For all the ‘miracle cures’, though, a hefty 85-95% of us will put the weight back on within weeks of losing it. Ironically, some will end up heavier than before, possibly through ignorance. It’s sad, but true, that there is a large rump of people who genuinely believe that consuming a ‘diet’ product on top of their usual food, will help them lose weight.

With our cultural prejudice around overweight people, you can see why being slim is so compelling. Celebrities are happy to collude in our efforts, with many picking up fat wads of money to endorse this product, or that slimming method. It seems that nobody is anybody unless they’re on a weight loss ‘programme’ and striving to be super slim.

Think of Sarah Ferguson, for example, who, for all her faults, was voluptuously feminine but was dubbed the ‘Duchess of Pork’ by the tabloid press, before becoming the international face of Weight Watchers. TV presenter Carol Vorderman sang the praises of ‘detoxing’; Gwyneth Paltrow waxes lyrical about her macrobiotic diet, and only this month has been promoting a winter three day detox plan that delivers a mere 300 calories a day.

In the 1960s, it was stick-thin Twiggy whom women wanted to emulate. In 1963, overweight New York housewife Jean Nidetch founded the world’s first organised slimming club – Weight Watchers – which now operates in 30 countries, with 2 million members in the UK alone. The concept has, of course, been frequently imitated.

Even President Nixon got in on the act. After the privations of food rationing in the 1950s, rising disposable incomes meant that people could afford to spend more on their food; working mothers would pick up a pre-prepared meal on the way home and people began to eat out more.

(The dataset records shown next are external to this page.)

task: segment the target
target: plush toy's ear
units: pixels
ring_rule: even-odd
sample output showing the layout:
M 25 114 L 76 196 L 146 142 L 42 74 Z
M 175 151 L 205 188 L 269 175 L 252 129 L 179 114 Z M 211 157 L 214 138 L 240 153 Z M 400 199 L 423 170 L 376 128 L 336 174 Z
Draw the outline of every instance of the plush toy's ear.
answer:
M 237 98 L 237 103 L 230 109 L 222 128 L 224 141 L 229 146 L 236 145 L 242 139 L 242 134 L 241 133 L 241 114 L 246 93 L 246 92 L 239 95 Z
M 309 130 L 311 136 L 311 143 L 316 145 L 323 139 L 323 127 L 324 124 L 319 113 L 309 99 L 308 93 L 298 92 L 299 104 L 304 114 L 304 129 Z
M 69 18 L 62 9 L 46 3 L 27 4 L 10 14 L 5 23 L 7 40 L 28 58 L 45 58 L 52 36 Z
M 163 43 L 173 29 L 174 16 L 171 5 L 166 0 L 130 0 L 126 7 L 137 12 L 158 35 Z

Alarmed by increasing obesity levels in America, and taking the best scientific advice that was then available, Nixon ordered US food manufacturers to reduce the fat content of many foods. They did, but they added extra sugars and salt to give flavour. As a consequence, many foods marketed as ‘healthy and low fat’, contain more calories than the unadulterated original, and, to make things worse, some time between then and now we forgot how to prepare fresh, genuinely healthy food.

This all feeds into the agenda of diet industry critics, who point out that signing up to a slimming club is just like joining a dating agency: the club entices you with seductive promises of speedy results, while all the time having a vested interest in your failing, continuing to feel wretched about your figure or your love life, and remaining on their books.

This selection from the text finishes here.